İbn-i Abbas şöyle demiştir: Bu âyet Sâbit bin Şemmâs hakkında indi. Onun kulağında ağırlık vardı. Sahabe, Nebî (s.a.v.)’in meclisine ondan önce vardıklarında, Rasûlullah’ın yakınına otursun ve anlattıklarını işitsin, diye ona yer açarlardı. Yine bir gün mescide gelmişti. Sabah namazının birinci rekatını (yetişemediğinden dolayı) Nebî (s.a.v.) ile beraber kılamamıştı. Rasûlullah namazı bitirince ashâbı, O’nun yanında yerlerini almışlardı. Her biri oturduğu yerden memnun, O’na yönelmişlerdi. (Rasûlullah’ı dinlemeye koyulmuşlardı) Kimse, kimseye yer ayıracak durumda değildi. Öyle ki, bir kimse (mecliste oturacak) yer bulamaz da ayakta kalırdı. Sâbit namazı bitirince ’Açılın, açılın’ deyip insanların arasını yararak ilerledi. İnsanlar da onun için yer açtılar. Bu şekilde ilerleyerek ta Nebî (s.a.v.)’in yanına kadar vardı. Nebî (s.a.v.) ile arasında bir kişi kalmıştı. (Sâbit) ona ’Çekil’ dedi. Adam da ona: ’Oturacak bir yer buldun ya, otursana’ dedi. Sâbit kızgın bir şekilde adamın arkasına oturdu. Sonra etrafındakilere: ’Bu adam da kim?’ dedi. ’Filanca’ dediler. Sâbit: ’Filanca kadının oğlu’ diyerek onu annesinden dolayı yerdi. O, bu sözüyle adamın cahiliyedeki annesini kastetmişti. Bu söz üzerine adamcağız mahcup oldu. Bunun üzerine bu âyet indi.(7)
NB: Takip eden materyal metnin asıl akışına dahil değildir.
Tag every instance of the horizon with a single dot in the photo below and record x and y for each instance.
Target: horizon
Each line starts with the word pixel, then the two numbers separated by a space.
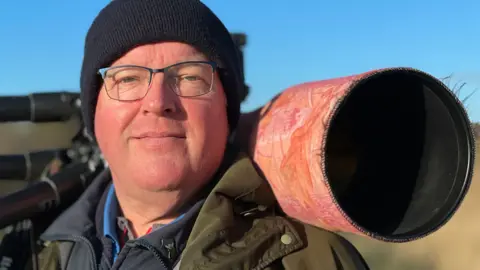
pixel 282 48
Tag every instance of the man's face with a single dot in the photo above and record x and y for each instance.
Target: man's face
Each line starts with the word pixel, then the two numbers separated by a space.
pixel 163 141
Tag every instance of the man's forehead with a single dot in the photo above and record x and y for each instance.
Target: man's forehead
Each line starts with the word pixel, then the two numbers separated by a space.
pixel 163 54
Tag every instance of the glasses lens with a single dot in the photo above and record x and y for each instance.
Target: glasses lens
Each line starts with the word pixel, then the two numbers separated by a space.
pixel 127 83
pixel 190 79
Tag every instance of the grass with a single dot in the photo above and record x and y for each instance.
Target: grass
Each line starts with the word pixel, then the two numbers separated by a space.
pixel 455 246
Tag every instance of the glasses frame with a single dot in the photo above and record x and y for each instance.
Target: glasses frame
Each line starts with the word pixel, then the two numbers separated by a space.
pixel 103 71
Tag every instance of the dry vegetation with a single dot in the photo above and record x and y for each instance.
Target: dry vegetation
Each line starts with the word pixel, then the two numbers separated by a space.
pixel 454 247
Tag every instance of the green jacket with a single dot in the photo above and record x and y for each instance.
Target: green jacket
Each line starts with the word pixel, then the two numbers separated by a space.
pixel 238 227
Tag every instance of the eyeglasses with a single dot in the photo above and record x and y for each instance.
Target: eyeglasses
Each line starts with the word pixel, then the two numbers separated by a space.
pixel 186 79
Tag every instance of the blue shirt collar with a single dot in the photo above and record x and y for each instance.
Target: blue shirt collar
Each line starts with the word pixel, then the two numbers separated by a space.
pixel 111 212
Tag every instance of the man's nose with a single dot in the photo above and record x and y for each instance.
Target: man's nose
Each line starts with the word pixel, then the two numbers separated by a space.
pixel 160 99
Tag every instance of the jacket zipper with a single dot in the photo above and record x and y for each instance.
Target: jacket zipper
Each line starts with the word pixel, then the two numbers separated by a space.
pixel 145 244
pixel 76 239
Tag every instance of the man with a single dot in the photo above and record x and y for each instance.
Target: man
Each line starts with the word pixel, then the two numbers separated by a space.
pixel 160 84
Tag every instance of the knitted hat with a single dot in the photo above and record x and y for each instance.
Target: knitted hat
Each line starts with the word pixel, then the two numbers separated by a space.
pixel 125 24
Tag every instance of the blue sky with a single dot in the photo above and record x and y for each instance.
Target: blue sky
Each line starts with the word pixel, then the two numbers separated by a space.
pixel 289 42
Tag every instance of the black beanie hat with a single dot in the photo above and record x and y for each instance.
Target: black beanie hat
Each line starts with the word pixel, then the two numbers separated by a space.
pixel 125 24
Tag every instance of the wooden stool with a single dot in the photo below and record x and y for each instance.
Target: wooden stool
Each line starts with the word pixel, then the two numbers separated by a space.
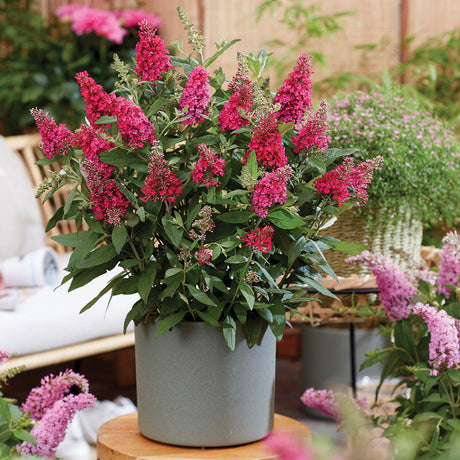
pixel 120 439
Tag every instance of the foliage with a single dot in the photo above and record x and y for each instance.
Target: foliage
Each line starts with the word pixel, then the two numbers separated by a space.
pixel 421 165
pixel 307 21
pixel 433 70
pixel 207 203
pixel 39 60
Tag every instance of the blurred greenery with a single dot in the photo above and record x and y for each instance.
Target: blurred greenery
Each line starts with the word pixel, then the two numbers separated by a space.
pixel 38 63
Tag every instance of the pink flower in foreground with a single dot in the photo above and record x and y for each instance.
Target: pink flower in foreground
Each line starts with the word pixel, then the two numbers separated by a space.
pixel 260 239
pixel 52 389
pixel 271 189
pixel 348 181
pixel 56 139
pixel 133 17
pixel 98 102
pixel 152 56
pixel 4 356
pixel 108 203
pixel 444 347
pixel 161 182
pixel 133 125
pixel 203 256
pixel 49 432
pixel 267 143
pixel 196 96
pixel 208 166
pixel 395 287
pixel 295 94
pixel 449 267
pixel 313 132
pixel 229 117
pixel 287 446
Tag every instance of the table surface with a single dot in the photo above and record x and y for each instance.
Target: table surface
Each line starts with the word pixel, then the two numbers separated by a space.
pixel 119 439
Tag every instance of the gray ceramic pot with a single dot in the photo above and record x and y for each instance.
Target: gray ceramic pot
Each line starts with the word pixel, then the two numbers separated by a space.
pixel 193 391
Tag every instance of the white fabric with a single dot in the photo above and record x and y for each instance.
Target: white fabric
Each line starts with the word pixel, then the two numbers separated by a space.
pixel 50 317
pixel 21 227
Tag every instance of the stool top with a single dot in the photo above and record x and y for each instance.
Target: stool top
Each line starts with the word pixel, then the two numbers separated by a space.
pixel 120 439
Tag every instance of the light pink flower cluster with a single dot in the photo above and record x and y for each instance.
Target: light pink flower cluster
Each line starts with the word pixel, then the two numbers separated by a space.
pixel 49 432
pixel 260 239
pixel 52 389
pixel 134 17
pixel 241 100
pixel 314 132
pixel 395 287
pixel 295 94
pixel 348 181
pixel 267 143
pixel 328 402
pixel 108 203
pixel 109 24
pixel 271 189
pixel 449 267
pixel 196 96
pixel 161 182
pixel 287 446
pixel 208 167
pixel 444 347
pixel 203 256
pixel 56 139
pixel 152 56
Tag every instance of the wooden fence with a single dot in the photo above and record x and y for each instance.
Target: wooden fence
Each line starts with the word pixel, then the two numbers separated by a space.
pixel 383 22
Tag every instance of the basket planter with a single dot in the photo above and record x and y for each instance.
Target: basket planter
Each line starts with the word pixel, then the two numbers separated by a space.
pixel 193 391
pixel 397 236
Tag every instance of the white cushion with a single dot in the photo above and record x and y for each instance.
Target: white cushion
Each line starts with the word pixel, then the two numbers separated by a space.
pixel 21 227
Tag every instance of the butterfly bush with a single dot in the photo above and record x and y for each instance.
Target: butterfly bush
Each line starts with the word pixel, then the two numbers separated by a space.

Âyet, aynı şekilde kadınlara da işaret etmektedir. Âyet, alaya almaktan men etme hususunda onları (erkeklerden) ayrıca zikretmektedir. Zira alaya alma fiili onlardan çokça sadır olmaktadır. ’...Zira kadınlar bir eyeği (kaburga) kemiğinden yaratıldılar. Eyeği kemiğinin en eğri yeri, en üst kısmıdır.’(8) Bu sebeple âyette onlara işaret ederek ’...Ve kadınlar da başka kadınlarla alay etmesinler. Belki (alay ettikleri kimseler) kendilerinden daha üstündürler.’ buyrulmuştur.
Âyetin bu kısmının iniş sebebi hakkında ise şöyle bir rivâyet gelmiştir: Rasûlullah (s.a.v.)’in zevcelerinden ikisi, Ümmü Seleme (r.anhâ) ile alay etmişlerdi. Ümmü Seleme, arka tarafını beyaz bir giysiyle bağlamış ve iki tarafını da arkaya salıvermiş, yerde sürüyordu. Bunun üzerine Âişe, Hafsa (r.anhümâ)’ya: ’Arkasında sürüdüğü şeye bak. Sanki köpeğin dili gibi.’ demişti. Bu onun alay geçmesiydi.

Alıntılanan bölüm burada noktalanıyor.